Attacks on shipping vessels by Iranian-backed Houthi rebels in the crucial Red Sea shipping lane have disrupted shipping in the Suez Canal, the fastest sea route between Asia and Europe.
Data from S&P Global showed the Suez Canal route accounts for 14.8% of all Europe and Middle East and North Africa (MENA) imports. In response, some shipping companies have instructed vessels to instead sail around southern Africa, a slower and therefore more expensive route.
According to shipping data provider AXSMarine, the number of tankers in the Suez canal fell over 50% in the week starting Jan. 15 compared to the previous week.
Early indications suggest ocean freight shipping rates are set to increase further in early February amid the ongoing crisis, according to data released by freight platform Xeneta.
It further showed that rates from the Far East to North Europe are set to rise by 8% by Feb. 2, with a market average of $5,106 per Forty foot equivalent unit (FEU), which is an increase of 235% since mid-December.
Below are likely impacts on different commodities:
OIL AND GAS
Energy markets remain the most vulnerable to the ongoing attacks as almost 12% of the total oil trade via sea goes through the Red Sea, sending oil prices above $80 per barrel.
As much as 8.2 million barrels per day (bpd) of crude oil and oil products traversed the Red Sea in the January-November period of 2023, according to analytics firm Vortexa.
“Heightened geopolitical risk, including the recent shipping disruptions, will maintain the oil price premium,” Fitch Ratings said in a note.
“However, without material disruptions to actual oil production, or a wider escalation of attacks to more vital oil transport routes in the region, we do not expect a strong upside to our $80/bbl Brent price assumption for 2024.”
Oil majors BP and Shell paused all transits through the Red Sea while Norwegian oil and gas firm Equinor had rerouted vessels that had been heading towards the Red Sea.
Around 16.2 million metric tons (MMt), or 51% of LNG trade, flowed from the Atlantic Basin east through the Suez Canal last year, while 15.7 MMt went through the canal from the Pacific Basin west, according to S&P Global Commodity Insights.
Qatar, one of the world’s biggest liquefied natural gas (LNG) exporters, hasn’t shipped any LNG cargoes to Europe via the Red Sea since Jan. 14 and at least five Qatar cargoes heading to Europe are currently taking the long-way route through the Cape of Good Hope, as per LSEG data.
Asia’s naphtha markets gained further after a naphtha tanker owned by Trafigura was hit by attacks in the Red Sea over the weekend, adding to supply disruption fears in the region, traders said.

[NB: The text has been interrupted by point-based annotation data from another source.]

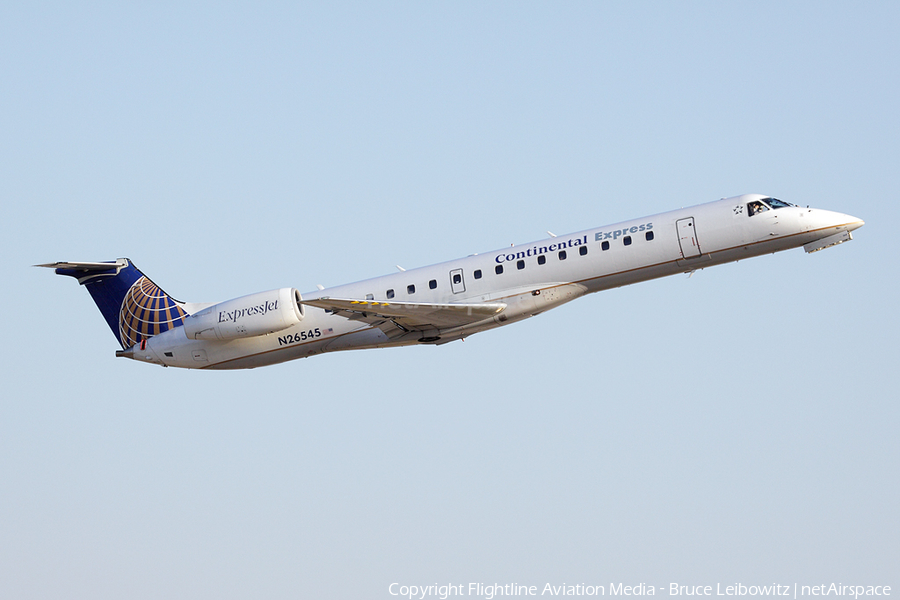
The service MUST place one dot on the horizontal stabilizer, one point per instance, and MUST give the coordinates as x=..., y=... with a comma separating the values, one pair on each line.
x=408, y=316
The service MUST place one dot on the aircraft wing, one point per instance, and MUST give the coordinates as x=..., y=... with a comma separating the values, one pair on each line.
x=397, y=318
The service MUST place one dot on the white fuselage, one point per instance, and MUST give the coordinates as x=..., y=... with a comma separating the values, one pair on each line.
x=527, y=279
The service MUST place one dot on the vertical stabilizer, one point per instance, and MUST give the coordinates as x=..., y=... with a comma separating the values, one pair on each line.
x=134, y=307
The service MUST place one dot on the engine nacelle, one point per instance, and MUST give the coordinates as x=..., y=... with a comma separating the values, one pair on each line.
x=247, y=316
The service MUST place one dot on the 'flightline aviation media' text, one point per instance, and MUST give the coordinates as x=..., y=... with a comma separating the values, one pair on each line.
x=490, y=591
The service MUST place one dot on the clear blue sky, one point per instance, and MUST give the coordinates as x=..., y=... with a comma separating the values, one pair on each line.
x=737, y=426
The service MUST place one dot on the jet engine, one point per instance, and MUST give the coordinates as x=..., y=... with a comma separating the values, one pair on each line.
x=247, y=316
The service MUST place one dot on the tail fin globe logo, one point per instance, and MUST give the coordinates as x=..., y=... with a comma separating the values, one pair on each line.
x=147, y=311
x=134, y=307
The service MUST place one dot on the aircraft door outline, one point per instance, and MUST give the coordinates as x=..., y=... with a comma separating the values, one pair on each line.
x=687, y=237
x=457, y=283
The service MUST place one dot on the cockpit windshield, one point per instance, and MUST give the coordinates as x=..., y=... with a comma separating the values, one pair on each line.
x=776, y=203
x=760, y=206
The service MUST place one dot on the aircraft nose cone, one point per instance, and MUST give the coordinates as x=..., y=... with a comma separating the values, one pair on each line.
x=852, y=223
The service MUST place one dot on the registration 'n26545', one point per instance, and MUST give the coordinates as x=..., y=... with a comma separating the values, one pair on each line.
x=296, y=338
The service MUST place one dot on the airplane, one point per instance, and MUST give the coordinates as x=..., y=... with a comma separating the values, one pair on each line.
x=448, y=301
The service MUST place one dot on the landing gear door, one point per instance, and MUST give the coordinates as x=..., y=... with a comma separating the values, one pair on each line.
x=687, y=237
x=457, y=283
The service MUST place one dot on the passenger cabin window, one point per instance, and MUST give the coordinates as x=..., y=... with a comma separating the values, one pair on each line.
x=756, y=207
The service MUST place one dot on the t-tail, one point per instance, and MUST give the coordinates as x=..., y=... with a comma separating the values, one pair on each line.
x=134, y=307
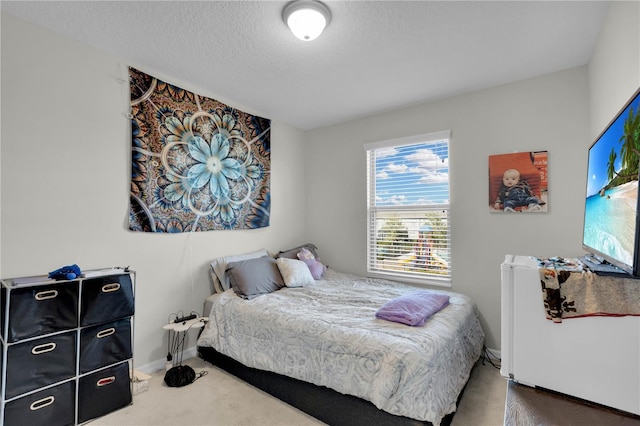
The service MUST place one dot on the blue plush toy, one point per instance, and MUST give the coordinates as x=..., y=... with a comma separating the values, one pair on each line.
x=66, y=273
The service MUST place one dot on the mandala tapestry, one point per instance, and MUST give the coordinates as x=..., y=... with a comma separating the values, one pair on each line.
x=197, y=164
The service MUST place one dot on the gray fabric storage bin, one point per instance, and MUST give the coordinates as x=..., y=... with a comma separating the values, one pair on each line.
x=54, y=406
x=40, y=362
x=106, y=299
x=105, y=344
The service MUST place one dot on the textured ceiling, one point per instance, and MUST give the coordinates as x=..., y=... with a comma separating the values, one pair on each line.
x=374, y=56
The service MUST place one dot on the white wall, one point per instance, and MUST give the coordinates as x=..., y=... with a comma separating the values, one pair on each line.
x=65, y=153
x=546, y=113
x=550, y=113
x=65, y=181
x=614, y=69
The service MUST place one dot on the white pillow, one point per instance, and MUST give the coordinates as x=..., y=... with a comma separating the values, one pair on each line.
x=219, y=266
x=295, y=272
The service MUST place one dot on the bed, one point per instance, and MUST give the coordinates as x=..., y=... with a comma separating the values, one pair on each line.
x=320, y=347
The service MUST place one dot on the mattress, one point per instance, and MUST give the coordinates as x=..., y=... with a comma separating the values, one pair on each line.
x=327, y=334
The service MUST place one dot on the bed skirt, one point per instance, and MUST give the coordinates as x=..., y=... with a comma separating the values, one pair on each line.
x=323, y=403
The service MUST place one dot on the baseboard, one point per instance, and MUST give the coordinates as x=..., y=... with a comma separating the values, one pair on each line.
x=495, y=352
x=161, y=363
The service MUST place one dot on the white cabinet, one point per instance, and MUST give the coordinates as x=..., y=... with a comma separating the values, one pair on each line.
x=66, y=348
x=592, y=358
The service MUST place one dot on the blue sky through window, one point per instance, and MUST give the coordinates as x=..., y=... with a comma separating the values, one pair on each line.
x=416, y=174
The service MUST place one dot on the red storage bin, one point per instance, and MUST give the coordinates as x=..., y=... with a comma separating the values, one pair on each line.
x=104, y=391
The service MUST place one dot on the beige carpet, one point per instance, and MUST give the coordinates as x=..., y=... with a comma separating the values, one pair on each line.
x=219, y=398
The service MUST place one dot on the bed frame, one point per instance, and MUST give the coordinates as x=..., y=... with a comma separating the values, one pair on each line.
x=323, y=403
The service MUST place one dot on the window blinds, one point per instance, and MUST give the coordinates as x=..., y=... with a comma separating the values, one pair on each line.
x=408, y=233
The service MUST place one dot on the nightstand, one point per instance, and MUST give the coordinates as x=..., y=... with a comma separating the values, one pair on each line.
x=177, y=336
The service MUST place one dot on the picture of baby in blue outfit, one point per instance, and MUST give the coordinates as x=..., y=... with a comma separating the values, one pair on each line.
x=515, y=192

The crack jumped by about $16 to $118.63 per metric ton over Brent crude, after rising about 19% last week on Russian supply disruption worries.
AGRICULTURE
Grain cargoes are also being diverted due to the conflict.
Wheat shipments via the Suez Canal fell by almost 40% in the first half of January to 0.5 million metric tons due to attack, the World Trade Organization said on social media platform X.
Robusta coffee futures on the ICE exchange have risen 9% so far this year and hit their highest price in at least 16 years last week as traders in top producer Vietnam scramble for supplies amid an escalating crisis in the Red Sea.
Attacks on commercial vessels in the Red Sea have delayed robusta shipments to Europe from not only Vietnam, but also key suppliers like Indonesia and India.
MINOR METALS
China and other Asian countries are critical minor metals exporters to Western countries.
Antimony prices have hit their highest since September 2022 as European and U.S. buyers grapple with delayed Asian shipments of the metal used in batteries and semiconductors owing to disruptions on the Red Sea route.
Traders noted further escalation could disrupt supplies of other minor metals, such as bismuth, manganese elect 99.7 and ferrochrome, from Asia to Western countries.
SUNFLOWER OIL
India’s sunflower oil imports are set to decline in coming months as a rally in prices, driven by a surge in freight rates, is prompting buyers to shift to rival vegetable oils available at a discount, traders told Reuters.
India, the world’s biggest sunflower oil buyer, procures most of its imports from the Black Sea region via the Red Sea.
DRY BULK
Australian mining giant BHP Group said that the disruptions are forcing some of its freight service providers to take alternative routes, but noted that majority of it shipments do not go through this route.
Some 320 million tons of bulk commodities sail through the Suez Canal and through the Red Sea, accounting for 7% of global dry bulk trade, Gerard Ang, BHP’s head of maritime iron ore, said at an industry conference.